Dieses faszinierende Gemälde ist das einzige bekannte Kunstwerk, das Gentileschi während ihres Aufenthalts in London anfertigte, als sie ihren Vater bei seinen Aufträgen unterstützte. Das Gemälde ist eine eher idealistische Darstellung ihrer selbst, da Gentileschi zu der Zeit viel älter gewesen sein muss als die Version von sich selbst, die sie auf diesem Gemälde darstellt. Es wird auch angenommen, dass Gentileschi, wie bei vielen ihrer anderen Gemälde, dieses Selbstporträt anfertigte, indem sie bei der Arbeit Spiegel um sich herum aufstellte und so einzigartige Perspektiven ermöglichte. In diesem selbstbewussten Selbstporträt malt Gentileschi sich selbst in Aktion, beim Malen. In dem Werk zeigt sie auch ihre Meisterschaft als Malerin, indem sie Techniken Foreshortening und der Perspektive, die Bewegung impliziert, einsetzt.

Dieses Gemälde ist nicht nur wegen Gentileschis Fähigkeiten als Meistermaler bedeutsam, sondern auch, weil es von der von Cesare Ripa beschriebenen Ikonographie inspiriert ist.

artemisia gentileschi werke Selbstporträt als Allegorie der Malerei oder La Pittura (1638 – 1639); Artemisia Gentileschi, Public domain, via Wikimedia Commons

In seinem Buch Iconologia beschreibt Ripa, wie Künstler und Illustratoren Tugenden und andere abstrakte Ideale in menschlichen Figuren am besten darstellen können.
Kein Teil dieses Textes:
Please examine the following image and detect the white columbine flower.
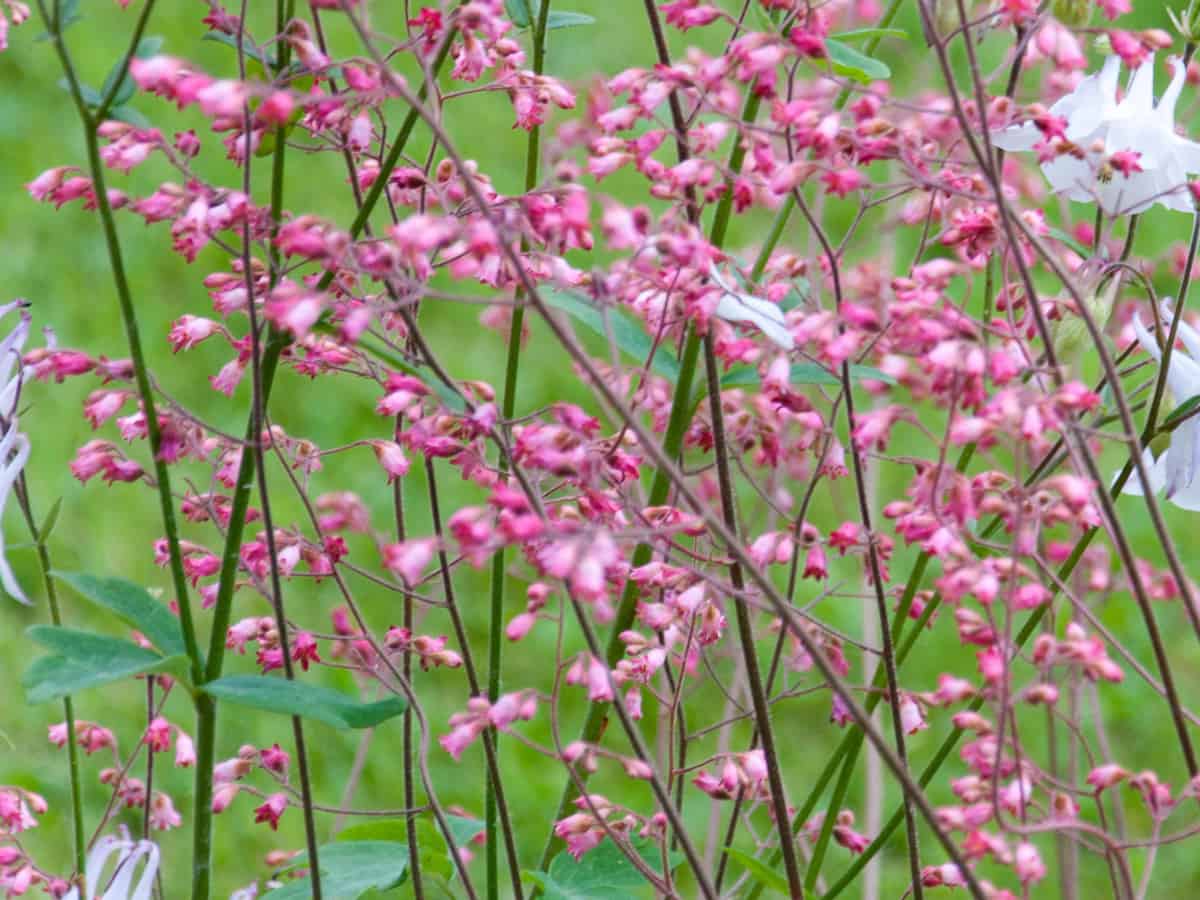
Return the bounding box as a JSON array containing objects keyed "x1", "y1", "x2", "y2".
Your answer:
[
  {"x1": 992, "y1": 55, "x2": 1200, "y2": 216},
  {"x1": 0, "y1": 300, "x2": 30, "y2": 604},
  {"x1": 708, "y1": 265, "x2": 796, "y2": 350},
  {"x1": 1124, "y1": 301, "x2": 1200, "y2": 510},
  {"x1": 62, "y1": 835, "x2": 158, "y2": 900}
]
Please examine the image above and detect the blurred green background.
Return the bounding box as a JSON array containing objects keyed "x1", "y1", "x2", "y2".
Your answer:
[{"x1": 0, "y1": 0, "x2": 1200, "y2": 898}]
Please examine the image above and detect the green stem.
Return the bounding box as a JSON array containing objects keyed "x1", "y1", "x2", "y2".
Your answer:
[
  {"x1": 484, "y1": 0, "x2": 551, "y2": 898},
  {"x1": 14, "y1": 482, "x2": 88, "y2": 896},
  {"x1": 192, "y1": 22, "x2": 460, "y2": 900},
  {"x1": 539, "y1": 325, "x2": 701, "y2": 871}
]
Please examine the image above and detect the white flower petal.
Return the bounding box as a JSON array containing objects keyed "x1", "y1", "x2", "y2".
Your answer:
[
  {"x1": 102, "y1": 841, "x2": 158, "y2": 900},
  {"x1": 1112, "y1": 448, "x2": 1166, "y2": 497},
  {"x1": 1154, "y1": 59, "x2": 1188, "y2": 122},
  {"x1": 1165, "y1": 419, "x2": 1200, "y2": 499},
  {"x1": 714, "y1": 293, "x2": 796, "y2": 350},
  {"x1": 991, "y1": 122, "x2": 1042, "y2": 152},
  {"x1": 1117, "y1": 53, "x2": 1154, "y2": 114}
]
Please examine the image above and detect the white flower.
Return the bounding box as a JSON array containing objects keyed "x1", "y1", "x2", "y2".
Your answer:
[
  {"x1": 1124, "y1": 301, "x2": 1200, "y2": 510},
  {"x1": 62, "y1": 835, "x2": 158, "y2": 900},
  {"x1": 0, "y1": 300, "x2": 30, "y2": 605},
  {"x1": 992, "y1": 55, "x2": 1200, "y2": 216},
  {"x1": 709, "y1": 265, "x2": 796, "y2": 350}
]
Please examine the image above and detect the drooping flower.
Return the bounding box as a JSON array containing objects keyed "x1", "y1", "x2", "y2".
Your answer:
[
  {"x1": 992, "y1": 55, "x2": 1200, "y2": 215},
  {"x1": 1124, "y1": 301, "x2": 1200, "y2": 511},
  {"x1": 62, "y1": 835, "x2": 158, "y2": 900}
]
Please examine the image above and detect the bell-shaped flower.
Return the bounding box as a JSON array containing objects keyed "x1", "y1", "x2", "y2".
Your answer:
[
  {"x1": 1124, "y1": 301, "x2": 1200, "y2": 510},
  {"x1": 62, "y1": 835, "x2": 158, "y2": 900},
  {"x1": 709, "y1": 265, "x2": 796, "y2": 350},
  {"x1": 992, "y1": 56, "x2": 1200, "y2": 216},
  {"x1": 0, "y1": 300, "x2": 30, "y2": 604}
]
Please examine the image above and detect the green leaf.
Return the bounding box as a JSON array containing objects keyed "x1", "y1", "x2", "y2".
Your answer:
[
  {"x1": 541, "y1": 288, "x2": 679, "y2": 384},
  {"x1": 446, "y1": 816, "x2": 487, "y2": 847},
  {"x1": 1046, "y1": 226, "x2": 1092, "y2": 259},
  {"x1": 266, "y1": 841, "x2": 408, "y2": 900},
  {"x1": 108, "y1": 104, "x2": 152, "y2": 128},
  {"x1": 834, "y1": 28, "x2": 908, "y2": 41},
  {"x1": 100, "y1": 36, "x2": 163, "y2": 107},
  {"x1": 416, "y1": 818, "x2": 455, "y2": 886},
  {"x1": 527, "y1": 840, "x2": 679, "y2": 900},
  {"x1": 343, "y1": 328, "x2": 467, "y2": 413},
  {"x1": 1163, "y1": 394, "x2": 1200, "y2": 428},
  {"x1": 50, "y1": 571, "x2": 186, "y2": 656},
  {"x1": 504, "y1": 0, "x2": 533, "y2": 28},
  {"x1": 788, "y1": 362, "x2": 896, "y2": 384},
  {"x1": 725, "y1": 847, "x2": 790, "y2": 896},
  {"x1": 133, "y1": 35, "x2": 167, "y2": 59},
  {"x1": 546, "y1": 10, "x2": 596, "y2": 30},
  {"x1": 200, "y1": 31, "x2": 274, "y2": 71},
  {"x1": 721, "y1": 362, "x2": 896, "y2": 388},
  {"x1": 826, "y1": 37, "x2": 892, "y2": 84},
  {"x1": 20, "y1": 625, "x2": 185, "y2": 703},
  {"x1": 202, "y1": 676, "x2": 407, "y2": 728}
]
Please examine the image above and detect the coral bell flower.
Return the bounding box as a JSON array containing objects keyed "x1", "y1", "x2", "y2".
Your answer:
[
  {"x1": 1124, "y1": 301, "x2": 1200, "y2": 511},
  {"x1": 992, "y1": 56, "x2": 1200, "y2": 215}
]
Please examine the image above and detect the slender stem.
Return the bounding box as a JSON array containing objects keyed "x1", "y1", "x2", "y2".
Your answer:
[
  {"x1": 566, "y1": 589, "x2": 716, "y2": 900},
  {"x1": 425, "y1": 456, "x2": 524, "y2": 900},
  {"x1": 792, "y1": 191, "x2": 925, "y2": 900},
  {"x1": 391, "y1": 458, "x2": 425, "y2": 900},
  {"x1": 192, "y1": 19, "x2": 454, "y2": 900},
  {"x1": 13, "y1": 482, "x2": 88, "y2": 896},
  {"x1": 38, "y1": 0, "x2": 202, "y2": 680},
  {"x1": 92, "y1": 0, "x2": 155, "y2": 122},
  {"x1": 696, "y1": 328, "x2": 812, "y2": 898},
  {"x1": 484, "y1": 0, "x2": 551, "y2": 898},
  {"x1": 229, "y1": 0, "x2": 322, "y2": 900}
]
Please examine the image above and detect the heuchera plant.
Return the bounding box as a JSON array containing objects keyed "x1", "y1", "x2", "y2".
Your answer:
[{"x1": 0, "y1": 0, "x2": 1200, "y2": 900}]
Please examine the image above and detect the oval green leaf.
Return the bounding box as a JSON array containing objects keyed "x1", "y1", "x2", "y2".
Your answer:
[
  {"x1": 826, "y1": 37, "x2": 892, "y2": 84},
  {"x1": 20, "y1": 625, "x2": 186, "y2": 703},
  {"x1": 50, "y1": 571, "x2": 186, "y2": 656},
  {"x1": 202, "y1": 676, "x2": 407, "y2": 728},
  {"x1": 266, "y1": 841, "x2": 408, "y2": 900}
]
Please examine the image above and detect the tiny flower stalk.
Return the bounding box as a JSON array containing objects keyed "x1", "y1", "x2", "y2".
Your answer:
[
  {"x1": 484, "y1": 0, "x2": 552, "y2": 899},
  {"x1": 228, "y1": 0, "x2": 323, "y2": 900},
  {"x1": 192, "y1": 15, "x2": 463, "y2": 898}
]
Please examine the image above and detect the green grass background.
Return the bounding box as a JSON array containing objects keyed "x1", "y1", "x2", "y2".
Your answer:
[{"x1": 0, "y1": 0, "x2": 1200, "y2": 898}]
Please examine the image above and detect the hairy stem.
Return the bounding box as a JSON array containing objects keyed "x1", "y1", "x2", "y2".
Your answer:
[{"x1": 484, "y1": 0, "x2": 551, "y2": 898}]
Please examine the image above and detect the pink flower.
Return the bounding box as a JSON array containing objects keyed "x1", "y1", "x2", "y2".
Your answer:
[
  {"x1": 292, "y1": 631, "x2": 320, "y2": 672},
  {"x1": 833, "y1": 809, "x2": 870, "y2": 853},
  {"x1": 258, "y1": 744, "x2": 292, "y2": 775},
  {"x1": 371, "y1": 440, "x2": 409, "y2": 485},
  {"x1": 1087, "y1": 762, "x2": 1129, "y2": 793},
  {"x1": 821, "y1": 169, "x2": 863, "y2": 197},
  {"x1": 175, "y1": 730, "x2": 196, "y2": 769},
  {"x1": 142, "y1": 715, "x2": 170, "y2": 752},
  {"x1": 900, "y1": 694, "x2": 929, "y2": 734},
  {"x1": 167, "y1": 316, "x2": 224, "y2": 353},
  {"x1": 254, "y1": 793, "x2": 288, "y2": 832}
]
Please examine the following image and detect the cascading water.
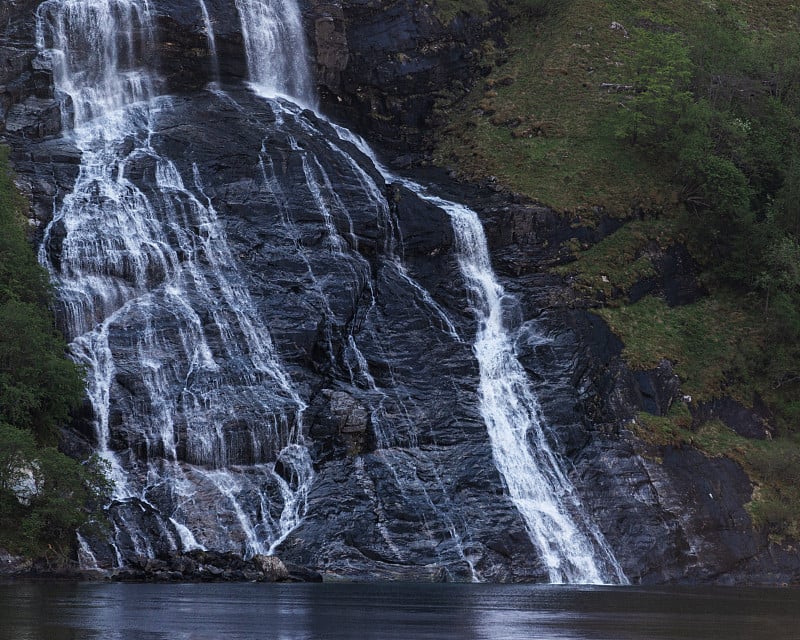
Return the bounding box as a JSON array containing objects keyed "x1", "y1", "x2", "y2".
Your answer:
[
  {"x1": 37, "y1": 0, "x2": 313, "y2": 563},
  {"x1": 32, "y1": 0, "x2": 625, "y2": 583}
]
Nach Ripa sollte die Kunst der Malerei als „eine schöne Frau dargestellt werden, mit vollem schwarzem Haar, zerzaust und auf verschiedene Weise verdreht, mit gewölbten Augenbrauen, die phantasievolles Denken zeigen, den Mund mit einem hinter die Ohren gebundenen Tuch bedeckt, mit einer goldenen Kette am Hals, an der eine Maske hängt und vorne ‚Nachahmung‘ geschrieben steht…sie hält in der Hand einen Pinsel und in der anderen den Gaumen, mit Kleidung aus flüchtig gefärbten Tüchern…“.

Gentileschis Gemälde stimmt fast perfekt mit Ripas Beschreibung überein, abgesehen davon, dass ihr Mund mit einem Tuch bedeckt ist.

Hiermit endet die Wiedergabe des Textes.